Family Sapindaceae.

The Soapberry or Maple family.
There are around 140 genera (135 – 150) and 1900 (1325 – 2000) species.
Australia has around 190 species in 30 genera.
Subfamilies, with some better known genera include:

  • Dodonaeoideae with Dodonaea and Harpullia,
  • Hippocastanoideae with Acer,
  • Hippocastaneae with Aesculus (chestnut),
  • Sapindoideae with Cardiospermum.
  • Xanthoceratoideae.

Of uncertain placement are Alectryon, Cupaniopsis, Diploglottis, Jagera, Koelreuteria, Lepiderema, Litchi and Sapindus.

They are trees, shrubs, herbs, scramblers or climbers using tendrils that are modified inflorescences.
Many produce a milky latex.

The leaves are mostly alternate and in a spiral but are sometimes opposite.
The petiole often has a swollen base of specialised vascular tissue that allows movement.
Only a few have stipules.
Some have juvenile leaves that differ from the adult ones.

Most have compound leaves that can be trifoliate, pinnate or bipinnate.
Leaflet petiolules usually have a pulvinus and the terminal leaflet may be reduced to a small spur.
In those with simple leaves they are often dissected.
There are often glands and domatia (small tufts of hair or pits).

Terminal or axillary inflorescences are mostly along, or on the ends of large branches in the crown.
They are rarely a solitary flower being mostly a variously arranged, branched cluster.
Most of the usually small flowers are on a stalk or pedicel.
There are bracts and often bracteoles.
Flowers may be bisexual, or unisexual with each on the same or different plants.
There is usually a hypogynous disc as a gland, disc or indistinct patch.
Some have the stamens &/or ovary on a stalk.

There are 4 or 5 (3 -7) sepals that may be free or joined at the base.
The corolla has 4 or 5 (0) petals that are usually joined.

Petals often have a claw base.
They often have 1 or 2 hairy, scale-like basal appendages on the inner surface.

There are mostly 4 – 5 or 8- 10 (6 – many) stamens in 1 or 2 whorls.
They are typically inserted inside the nectiferous disc.
There are often hairs (appendages) on the filaments.
The dorsi or basi-fixed anthers open inwards via longitudinal slits.
In male flowers the stamens, all fertile, extend beyond the corolla.
In female flowers the stamens are reduced or resemble sepals.

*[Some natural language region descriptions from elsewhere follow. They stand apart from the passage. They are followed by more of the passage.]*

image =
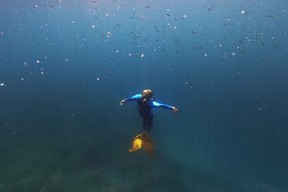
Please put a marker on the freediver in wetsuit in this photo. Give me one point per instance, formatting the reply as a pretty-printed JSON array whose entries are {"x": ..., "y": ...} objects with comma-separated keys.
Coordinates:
[{"x": 145, "y": 104}]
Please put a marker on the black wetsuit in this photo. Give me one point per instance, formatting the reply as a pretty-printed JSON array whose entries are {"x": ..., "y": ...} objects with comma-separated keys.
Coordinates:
[{"x": 145, "y": 109}]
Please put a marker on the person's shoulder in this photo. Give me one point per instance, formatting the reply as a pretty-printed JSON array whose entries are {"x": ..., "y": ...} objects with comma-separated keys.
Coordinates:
[{"x": 137, "y": 96}]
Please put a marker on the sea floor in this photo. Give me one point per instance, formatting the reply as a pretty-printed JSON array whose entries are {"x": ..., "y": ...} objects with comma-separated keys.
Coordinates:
[{"x": 85, "y": 164}]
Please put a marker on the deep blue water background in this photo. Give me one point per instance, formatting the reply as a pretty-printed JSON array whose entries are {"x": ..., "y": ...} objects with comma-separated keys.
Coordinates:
[{"x": 65, "y": 65}]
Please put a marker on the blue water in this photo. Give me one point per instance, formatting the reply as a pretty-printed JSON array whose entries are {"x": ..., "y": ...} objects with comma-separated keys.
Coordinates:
[{"x": 65, "y": 65}]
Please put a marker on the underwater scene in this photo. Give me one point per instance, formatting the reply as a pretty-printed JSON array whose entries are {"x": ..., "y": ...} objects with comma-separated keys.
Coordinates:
[{"x": 218, "y": 72}]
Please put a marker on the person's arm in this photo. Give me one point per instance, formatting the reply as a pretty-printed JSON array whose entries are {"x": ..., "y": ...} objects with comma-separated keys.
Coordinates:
[
  {"x": 133, "y": 98},
  {"x": 157, "y": 104}
]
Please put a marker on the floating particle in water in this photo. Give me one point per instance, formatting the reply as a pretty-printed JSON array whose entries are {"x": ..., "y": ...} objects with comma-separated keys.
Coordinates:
[{"x": 109, "y": 34}]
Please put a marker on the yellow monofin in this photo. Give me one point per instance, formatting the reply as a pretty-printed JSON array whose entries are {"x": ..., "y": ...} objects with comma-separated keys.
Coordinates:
[{"x": 143, "y": 141}]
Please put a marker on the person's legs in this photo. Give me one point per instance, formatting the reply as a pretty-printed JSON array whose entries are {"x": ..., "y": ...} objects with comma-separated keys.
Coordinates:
[{"x": 147, "y": 122}]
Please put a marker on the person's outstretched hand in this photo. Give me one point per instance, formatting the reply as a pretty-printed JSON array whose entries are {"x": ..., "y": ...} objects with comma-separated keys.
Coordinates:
[
  {"x": 175, "y": 109},
  {"x": 122, "y": 102}
]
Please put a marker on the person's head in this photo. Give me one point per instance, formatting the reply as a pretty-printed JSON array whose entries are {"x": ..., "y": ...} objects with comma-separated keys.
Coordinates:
[{"x": 147, "y": 93}]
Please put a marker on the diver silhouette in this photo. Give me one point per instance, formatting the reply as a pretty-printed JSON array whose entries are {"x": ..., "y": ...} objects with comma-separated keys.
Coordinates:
[{"x": 145, "y": 104}]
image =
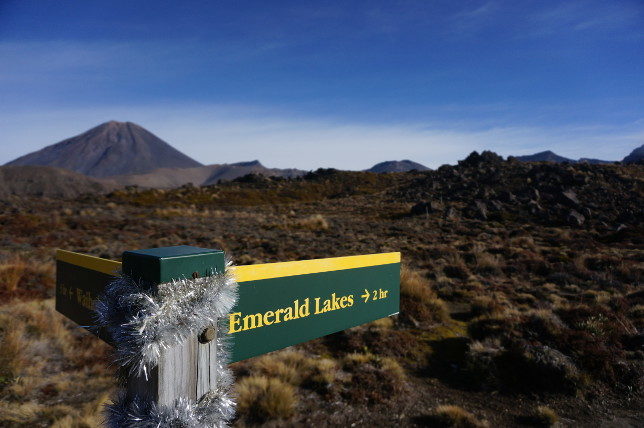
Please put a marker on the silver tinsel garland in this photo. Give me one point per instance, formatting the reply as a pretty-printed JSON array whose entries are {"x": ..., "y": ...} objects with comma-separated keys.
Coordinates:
[{"x": 141, "y": 324}]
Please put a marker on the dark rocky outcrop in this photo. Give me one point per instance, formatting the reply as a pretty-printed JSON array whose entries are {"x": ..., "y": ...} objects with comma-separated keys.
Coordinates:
[
  {"x": 487, "y": 188},
  {"x": 636, "y": 156},
  {"x": 398, "y": 166}
]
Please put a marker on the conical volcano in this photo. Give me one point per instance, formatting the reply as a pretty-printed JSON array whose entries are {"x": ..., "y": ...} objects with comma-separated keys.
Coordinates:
[{"x": 112, "y": 148}]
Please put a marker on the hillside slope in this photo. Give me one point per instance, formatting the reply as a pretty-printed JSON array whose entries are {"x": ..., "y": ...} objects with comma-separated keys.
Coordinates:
[
  {"x": 47, "y": 181},
  {"x": 111, "y": 148}
]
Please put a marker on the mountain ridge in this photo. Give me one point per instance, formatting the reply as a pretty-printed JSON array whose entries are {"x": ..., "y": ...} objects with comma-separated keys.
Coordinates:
[{"x": 397, "y": 166}]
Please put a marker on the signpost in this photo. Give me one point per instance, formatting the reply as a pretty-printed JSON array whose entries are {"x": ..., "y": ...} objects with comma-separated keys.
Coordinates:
[{"x": 279, "y": 305}]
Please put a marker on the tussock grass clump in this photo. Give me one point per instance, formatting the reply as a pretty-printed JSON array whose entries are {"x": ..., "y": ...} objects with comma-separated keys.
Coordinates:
[
  {"x": 25, "y": 278},
  {"x": 373, "y": 379},
  {"x": 11, "y": 272},
  {"x": 12, "y": 359},
  {"x": 313, "y": 222},
  {"x": 418, "y": 300},
  {"x": 295, "y": 368},
  {"x": 263, "y": 398},
  {"x": 456, "y": 417}
]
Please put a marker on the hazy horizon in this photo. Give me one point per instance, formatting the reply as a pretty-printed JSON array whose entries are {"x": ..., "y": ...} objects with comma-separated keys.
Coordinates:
[{"x": 311, "y": 85}]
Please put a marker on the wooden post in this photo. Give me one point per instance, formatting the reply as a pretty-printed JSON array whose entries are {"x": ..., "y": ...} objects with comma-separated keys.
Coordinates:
[{"x": 186, "y": 370}]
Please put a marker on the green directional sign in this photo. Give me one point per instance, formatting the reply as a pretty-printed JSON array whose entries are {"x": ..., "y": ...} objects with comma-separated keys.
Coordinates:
[{"x": 280, "y": 304}]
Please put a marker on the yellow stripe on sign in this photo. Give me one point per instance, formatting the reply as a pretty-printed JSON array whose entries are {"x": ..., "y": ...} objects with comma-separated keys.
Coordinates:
[
  {"x": 304, "y": 267},
  {"x": 251, "y": 272},
  {"x": 109, "y": 267}
]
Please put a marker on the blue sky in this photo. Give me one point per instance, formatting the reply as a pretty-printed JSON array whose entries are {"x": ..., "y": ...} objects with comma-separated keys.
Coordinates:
[{"x": 328, "y": 84}]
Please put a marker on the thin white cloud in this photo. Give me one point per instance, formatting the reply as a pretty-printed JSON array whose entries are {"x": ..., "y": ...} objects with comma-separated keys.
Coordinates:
[{"x": 224, "y": 134}]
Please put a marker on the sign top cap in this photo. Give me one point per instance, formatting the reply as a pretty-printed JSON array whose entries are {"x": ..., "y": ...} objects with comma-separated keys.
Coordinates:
[{"x": 173, "y": 252}]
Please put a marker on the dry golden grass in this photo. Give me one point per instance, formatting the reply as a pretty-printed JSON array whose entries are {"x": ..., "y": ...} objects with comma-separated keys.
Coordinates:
[
  {"x": 43, "y": 360},
  {"x": 313, "y": 222},
  {"x": 12, "y": 359},
  {"x": 263, "y": 398},
  {"x": 418, "y": 298},
  {"x": 11, "y": 272},
  {"x": 545, "y": 416},
  {"x": 295, "y": 368},
  {"x": 456, "y": 417}
]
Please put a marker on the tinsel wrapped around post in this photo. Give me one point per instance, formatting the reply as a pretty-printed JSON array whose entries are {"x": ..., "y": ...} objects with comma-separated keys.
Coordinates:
[{"x": 142, "y": 323}]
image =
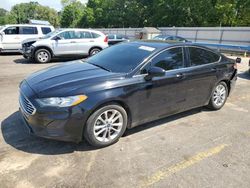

The superior ovary, from 3 (2, 6, 8) united carpels, has 1 to 8 locules.
There is usually a single (2 – 4) style with 2 or 3 stigma lobes.
The 1 (2) ovules in each locule have basal or axile placentation.
In male flowers the ovary is rudimentary.

The fleshy or dry fruit can be nuts, berries, drupes, schizocarps, samaras or a capsule that opens in various ways.
The seeds frequently have an aril (a fleshy thickening where the seed is attached).